Fiscalité : les ONG dénoncent l’évasion fiscale des grosses entreprises

Publié le 21/03/2012
France
 

La Plateforme associative sur les paradis fiscaux, dont fait partie le Secours Catholique, s’invite dans le débat en cours sur le niveau d’imposition très insuffisant d’une grande partie des entreprises du CAC 40, poids lourds de la Bourse de Paris.

Trente-six sociétés (dans lesquelles l’État n’a pas de participation) paient l’impôt sur leurs bénéfices au taux de 3,3 % alors qu’elles sont théoriquement imposées à 33 %.

Derrière les niches, les paradis

Derrière l’explication des niches fiscales mise en avant dans le débat électoral, il y a surtout les paradis fiscaux. Les grandes entreprises y ont des filiales leur permettant de dissimuler au fisc une grande partie de leurs profits, relève Grégoire Niaudet, chargé du plaidoyer international au Secours Catholique.

Impôt symbolique chez Total

Total, la société française la plus riche, n’avait ainsi pas payé d’impôt sur les bénéfices en France l’année dernière et ne paiera cette année que 300 millions d’euros malgré quelque 12 milliards de bénéfices au niveau mondial, s’étonnent les membres de la Plateforme associative.

« Ses dirigeants assurent que le groupe paie beaucoup d’impôts partout ailleurs », tempèrent les ONG. « Certes mais à l’heure actuelle, nous n’avons pas d’autre choix que de les croire sur parole, car il est impossible de savoir exactement dans quels pays Total exerce ses activités, crée la richesse du groupe et paie des impôts », déplorent les associations.

Logo facturé 5 000 euros

D’où, plus largement, la revendication de la Plateforme pour la publication par les groupes multinationaux de leurs « prix de transfert », c’est-à-dire le montant des facturations entre filiales d’un même groupe. Cela permettrait aux autorités fiscales de voir si la filiale du paradis fiscal facture par exemple au groupe 5 000 euros pour chaque utilisation d’un logo, celle-ci ne valant réellement que 50 euros, illustre Grégoire Niaudet.

La proposition de publication des prix de transfert a été faite par le ministère des Finances mais elle a été « retoquée » par l’Assemblée nationale, regrette le chargé de plaidoyer.

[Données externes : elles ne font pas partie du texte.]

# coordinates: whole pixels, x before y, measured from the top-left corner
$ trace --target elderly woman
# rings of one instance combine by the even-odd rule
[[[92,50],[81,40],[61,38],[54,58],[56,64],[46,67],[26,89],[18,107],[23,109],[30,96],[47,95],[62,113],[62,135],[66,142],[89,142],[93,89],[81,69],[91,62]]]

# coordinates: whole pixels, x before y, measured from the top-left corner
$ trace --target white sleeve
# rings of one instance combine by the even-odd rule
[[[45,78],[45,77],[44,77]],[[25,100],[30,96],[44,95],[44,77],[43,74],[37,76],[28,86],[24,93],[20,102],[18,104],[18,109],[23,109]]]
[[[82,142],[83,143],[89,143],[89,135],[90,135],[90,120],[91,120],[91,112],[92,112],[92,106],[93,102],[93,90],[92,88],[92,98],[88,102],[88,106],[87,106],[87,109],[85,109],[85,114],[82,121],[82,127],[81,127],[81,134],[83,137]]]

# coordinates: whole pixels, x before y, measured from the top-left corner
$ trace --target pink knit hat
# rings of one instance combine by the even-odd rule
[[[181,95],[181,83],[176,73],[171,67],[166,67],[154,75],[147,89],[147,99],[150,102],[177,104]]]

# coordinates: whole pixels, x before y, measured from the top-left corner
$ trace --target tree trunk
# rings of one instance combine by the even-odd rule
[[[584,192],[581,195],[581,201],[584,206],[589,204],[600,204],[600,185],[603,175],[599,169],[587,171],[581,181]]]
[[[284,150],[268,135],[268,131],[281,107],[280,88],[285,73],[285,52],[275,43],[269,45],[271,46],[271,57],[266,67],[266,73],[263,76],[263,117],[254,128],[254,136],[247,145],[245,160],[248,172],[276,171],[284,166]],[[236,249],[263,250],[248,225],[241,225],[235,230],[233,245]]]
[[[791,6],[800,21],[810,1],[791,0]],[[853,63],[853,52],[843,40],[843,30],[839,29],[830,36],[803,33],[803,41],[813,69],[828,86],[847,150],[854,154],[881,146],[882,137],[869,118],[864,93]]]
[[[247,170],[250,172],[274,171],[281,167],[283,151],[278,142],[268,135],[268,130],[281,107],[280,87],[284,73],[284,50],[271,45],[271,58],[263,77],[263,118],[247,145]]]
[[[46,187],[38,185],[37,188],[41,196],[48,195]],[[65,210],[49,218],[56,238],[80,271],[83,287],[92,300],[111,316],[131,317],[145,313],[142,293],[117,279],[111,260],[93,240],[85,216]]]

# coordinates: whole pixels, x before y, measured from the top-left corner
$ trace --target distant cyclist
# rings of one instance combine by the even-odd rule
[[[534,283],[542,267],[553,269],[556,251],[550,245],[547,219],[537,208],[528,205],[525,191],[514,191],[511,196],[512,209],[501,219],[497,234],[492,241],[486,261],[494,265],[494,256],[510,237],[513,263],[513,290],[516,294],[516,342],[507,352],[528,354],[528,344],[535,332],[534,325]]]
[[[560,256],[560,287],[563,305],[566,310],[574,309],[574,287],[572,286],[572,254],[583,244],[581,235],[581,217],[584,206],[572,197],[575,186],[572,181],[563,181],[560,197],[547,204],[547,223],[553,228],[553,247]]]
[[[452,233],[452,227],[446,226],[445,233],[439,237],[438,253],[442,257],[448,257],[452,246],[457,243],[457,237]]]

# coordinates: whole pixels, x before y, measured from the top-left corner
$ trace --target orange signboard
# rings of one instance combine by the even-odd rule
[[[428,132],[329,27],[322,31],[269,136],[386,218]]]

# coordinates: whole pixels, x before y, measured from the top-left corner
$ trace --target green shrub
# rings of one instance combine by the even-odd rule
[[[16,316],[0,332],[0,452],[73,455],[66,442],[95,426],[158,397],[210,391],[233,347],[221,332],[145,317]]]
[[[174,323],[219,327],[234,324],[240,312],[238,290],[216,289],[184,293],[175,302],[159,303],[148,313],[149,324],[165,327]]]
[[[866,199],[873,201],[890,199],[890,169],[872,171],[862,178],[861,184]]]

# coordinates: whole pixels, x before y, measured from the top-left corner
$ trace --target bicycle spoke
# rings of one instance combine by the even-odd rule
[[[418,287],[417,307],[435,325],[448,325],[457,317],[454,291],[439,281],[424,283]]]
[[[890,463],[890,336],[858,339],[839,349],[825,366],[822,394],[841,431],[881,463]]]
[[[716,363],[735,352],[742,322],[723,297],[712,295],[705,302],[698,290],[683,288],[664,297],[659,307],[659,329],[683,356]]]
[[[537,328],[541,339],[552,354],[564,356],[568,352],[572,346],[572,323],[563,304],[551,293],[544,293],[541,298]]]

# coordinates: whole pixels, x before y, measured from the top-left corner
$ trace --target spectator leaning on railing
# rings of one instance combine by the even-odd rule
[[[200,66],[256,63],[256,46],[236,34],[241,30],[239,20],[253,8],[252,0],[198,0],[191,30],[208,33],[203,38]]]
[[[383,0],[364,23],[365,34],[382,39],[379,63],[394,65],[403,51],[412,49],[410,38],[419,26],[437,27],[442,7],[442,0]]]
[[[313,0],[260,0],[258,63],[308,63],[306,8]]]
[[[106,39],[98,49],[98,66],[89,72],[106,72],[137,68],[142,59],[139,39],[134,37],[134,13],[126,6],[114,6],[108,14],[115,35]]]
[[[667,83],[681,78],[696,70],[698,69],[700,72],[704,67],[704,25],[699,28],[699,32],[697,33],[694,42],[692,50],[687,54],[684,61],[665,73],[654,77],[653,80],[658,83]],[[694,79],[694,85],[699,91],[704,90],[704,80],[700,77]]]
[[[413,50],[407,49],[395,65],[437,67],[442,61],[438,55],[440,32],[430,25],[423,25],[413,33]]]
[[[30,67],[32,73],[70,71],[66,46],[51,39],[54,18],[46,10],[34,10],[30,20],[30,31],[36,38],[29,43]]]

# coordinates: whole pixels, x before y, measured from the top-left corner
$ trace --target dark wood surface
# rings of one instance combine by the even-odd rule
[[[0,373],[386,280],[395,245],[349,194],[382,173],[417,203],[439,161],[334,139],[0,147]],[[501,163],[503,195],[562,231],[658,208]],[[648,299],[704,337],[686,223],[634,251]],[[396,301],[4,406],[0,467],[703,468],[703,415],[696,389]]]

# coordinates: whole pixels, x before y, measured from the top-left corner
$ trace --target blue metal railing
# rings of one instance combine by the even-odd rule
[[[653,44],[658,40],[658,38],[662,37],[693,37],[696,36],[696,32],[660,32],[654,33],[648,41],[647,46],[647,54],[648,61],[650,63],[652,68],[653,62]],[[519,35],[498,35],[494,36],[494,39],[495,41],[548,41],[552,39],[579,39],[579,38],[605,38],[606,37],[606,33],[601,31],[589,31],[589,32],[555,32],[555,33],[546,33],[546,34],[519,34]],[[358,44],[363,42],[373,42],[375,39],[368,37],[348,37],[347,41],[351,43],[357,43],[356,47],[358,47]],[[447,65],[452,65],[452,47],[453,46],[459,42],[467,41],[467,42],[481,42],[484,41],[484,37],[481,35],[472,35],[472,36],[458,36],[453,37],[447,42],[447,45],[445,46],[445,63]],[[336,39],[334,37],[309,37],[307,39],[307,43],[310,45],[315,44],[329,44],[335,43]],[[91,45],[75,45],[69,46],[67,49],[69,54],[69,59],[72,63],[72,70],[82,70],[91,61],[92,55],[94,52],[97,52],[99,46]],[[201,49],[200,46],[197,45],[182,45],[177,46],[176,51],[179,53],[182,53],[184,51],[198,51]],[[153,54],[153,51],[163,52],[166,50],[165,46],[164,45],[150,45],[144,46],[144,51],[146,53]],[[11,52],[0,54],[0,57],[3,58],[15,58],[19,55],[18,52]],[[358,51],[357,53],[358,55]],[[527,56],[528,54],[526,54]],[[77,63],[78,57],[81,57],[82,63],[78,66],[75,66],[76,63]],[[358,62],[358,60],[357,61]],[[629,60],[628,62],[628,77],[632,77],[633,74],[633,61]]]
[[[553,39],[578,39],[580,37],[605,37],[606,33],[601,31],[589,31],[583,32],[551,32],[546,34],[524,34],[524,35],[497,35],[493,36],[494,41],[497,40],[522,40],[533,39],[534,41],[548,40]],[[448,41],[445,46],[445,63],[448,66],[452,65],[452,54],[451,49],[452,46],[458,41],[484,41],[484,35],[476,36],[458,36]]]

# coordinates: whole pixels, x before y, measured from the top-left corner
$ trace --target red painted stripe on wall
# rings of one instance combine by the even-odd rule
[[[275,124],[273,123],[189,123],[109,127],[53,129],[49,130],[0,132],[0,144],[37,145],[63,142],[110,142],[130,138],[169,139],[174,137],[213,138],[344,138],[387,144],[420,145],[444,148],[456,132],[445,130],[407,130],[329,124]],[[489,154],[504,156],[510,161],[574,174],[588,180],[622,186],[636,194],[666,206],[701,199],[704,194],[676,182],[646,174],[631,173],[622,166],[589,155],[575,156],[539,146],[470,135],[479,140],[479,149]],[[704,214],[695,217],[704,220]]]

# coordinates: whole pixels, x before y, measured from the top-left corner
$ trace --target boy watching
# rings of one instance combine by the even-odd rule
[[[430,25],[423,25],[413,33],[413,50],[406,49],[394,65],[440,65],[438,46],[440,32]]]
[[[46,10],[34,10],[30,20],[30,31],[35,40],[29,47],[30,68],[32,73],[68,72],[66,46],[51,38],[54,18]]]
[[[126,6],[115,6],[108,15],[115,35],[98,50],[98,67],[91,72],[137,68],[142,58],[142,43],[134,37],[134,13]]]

BNP Paribas sur la sellette

La banque BNP Paribas est également sur la sellette avec ses 62 filiales du Luxembourg et 27 des îles Caïmans. « Devant une telle concentration dans les paradis fiscaux, il est difficile de ne pas s’interroger […] sur les risques d’évasion fiscale et de contournement des règles prudentielles », avancent les associations de la Plateforme paradis.

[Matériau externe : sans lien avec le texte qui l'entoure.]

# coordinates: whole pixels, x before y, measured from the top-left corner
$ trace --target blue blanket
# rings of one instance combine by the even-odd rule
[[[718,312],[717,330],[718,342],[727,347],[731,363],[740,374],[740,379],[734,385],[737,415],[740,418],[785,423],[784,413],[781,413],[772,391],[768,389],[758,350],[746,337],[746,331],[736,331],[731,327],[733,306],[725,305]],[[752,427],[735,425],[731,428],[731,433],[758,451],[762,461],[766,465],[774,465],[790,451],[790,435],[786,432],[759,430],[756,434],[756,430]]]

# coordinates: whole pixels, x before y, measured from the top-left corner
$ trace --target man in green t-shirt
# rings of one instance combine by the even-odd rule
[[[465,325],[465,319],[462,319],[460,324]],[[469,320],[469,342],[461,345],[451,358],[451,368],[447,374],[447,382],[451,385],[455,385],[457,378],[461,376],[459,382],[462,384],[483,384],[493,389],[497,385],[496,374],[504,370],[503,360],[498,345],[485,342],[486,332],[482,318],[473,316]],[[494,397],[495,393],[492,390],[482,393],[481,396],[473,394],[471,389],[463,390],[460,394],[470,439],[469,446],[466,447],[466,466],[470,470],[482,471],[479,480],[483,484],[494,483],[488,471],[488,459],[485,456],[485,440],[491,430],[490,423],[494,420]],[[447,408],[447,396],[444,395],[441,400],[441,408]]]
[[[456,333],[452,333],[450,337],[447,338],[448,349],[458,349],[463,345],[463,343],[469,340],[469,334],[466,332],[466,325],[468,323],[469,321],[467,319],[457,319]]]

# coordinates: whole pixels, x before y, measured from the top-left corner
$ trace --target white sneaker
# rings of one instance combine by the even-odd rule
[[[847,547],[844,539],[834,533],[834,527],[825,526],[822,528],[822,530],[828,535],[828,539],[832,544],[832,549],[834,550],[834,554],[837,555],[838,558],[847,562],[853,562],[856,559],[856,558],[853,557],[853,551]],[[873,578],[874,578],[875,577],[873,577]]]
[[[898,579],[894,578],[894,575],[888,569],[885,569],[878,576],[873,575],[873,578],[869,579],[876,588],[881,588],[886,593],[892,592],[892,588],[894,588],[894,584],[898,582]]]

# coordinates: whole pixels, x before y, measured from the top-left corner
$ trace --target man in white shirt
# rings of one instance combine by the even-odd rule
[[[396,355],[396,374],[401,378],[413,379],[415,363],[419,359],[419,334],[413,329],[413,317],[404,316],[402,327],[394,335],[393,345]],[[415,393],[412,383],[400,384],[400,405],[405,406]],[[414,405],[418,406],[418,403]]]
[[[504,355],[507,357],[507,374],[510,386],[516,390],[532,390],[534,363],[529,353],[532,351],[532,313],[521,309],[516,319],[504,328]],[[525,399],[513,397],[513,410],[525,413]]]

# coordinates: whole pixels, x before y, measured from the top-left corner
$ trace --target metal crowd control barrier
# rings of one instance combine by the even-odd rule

« Nous ne sommes présents au Luxembourg, à la suite du rachat de la banque Fortis, que pour servir la clientèle locale », se défend BNP Paribas. Quant aux îles Caïmans, la banque n’y a pas de filiales mais des « structures juridiques servant à des montages financiers pour l’industrie aéronautique. C’est du crédit aux entreprises, cela n’a rien à voir avec l’évasion fiscale », précise une porte-parole de la banque.

Liste « blanche » de l’OCDE

La porte-parole renvoie par ailleurs à la liste « blanche » de l’OCDE, où figurent le Luxembourg et les îles Caïmans. Ils sont sortis de la liste des paradis fiscaux pour avoir « mis en œuvre des standards internationaux en signant au moins 12 accords [ndlr : d’échange d’informations avec 12 autres territoires] conformes à ces standards », indique l’OCDE. Les ONG notent toutefois le peu de réponses apportées réellement aux demandes d’informations, émanant en particulier de la France.

Contestant comme inefficaces les propositions « esquissées à la hâte ces derniers jours sur la taxation du bénéfice ou du chiffre d’affaires mondial des multinationales », les ONG demandent la « transparence pays par pays » : nom des filiales, chiffre d’affaires, nombre d’employés, impôts payés dans chacun des pays où elles opèrent…

Cela pour « détecter les transferts artificiels de richesse vers les paradis fiscaux », comme la manœuvre de cette grande société d’hygiène dentaire qui s’endettait auprès d’une de ses filiales et lui payait des intérêts énormes. Toutes ces sommes minoraient évidemment les bénéfices imposables de la société.

PME et citoyens concernés

Il faut arrêter de laisser le fisc ne regarder que « sous la lumière du lampadaire », estime Grégoire Niaudet, du Secours Catholique. Il en va de l’intérêt des PME qui, elles, paient l’impôt sur les sociétés au prix fort. Les candidats aux prochaines élections, les citoyens doivent « ouvrir les yeux car la sous-fiscalisation des grands groupes industriels se traduit en hausse de charges financières pour tous », conclut le chargé de plaidoyer. À l’inverse, taxer plus largement, plus équitablement, réduit la part payée par chacun.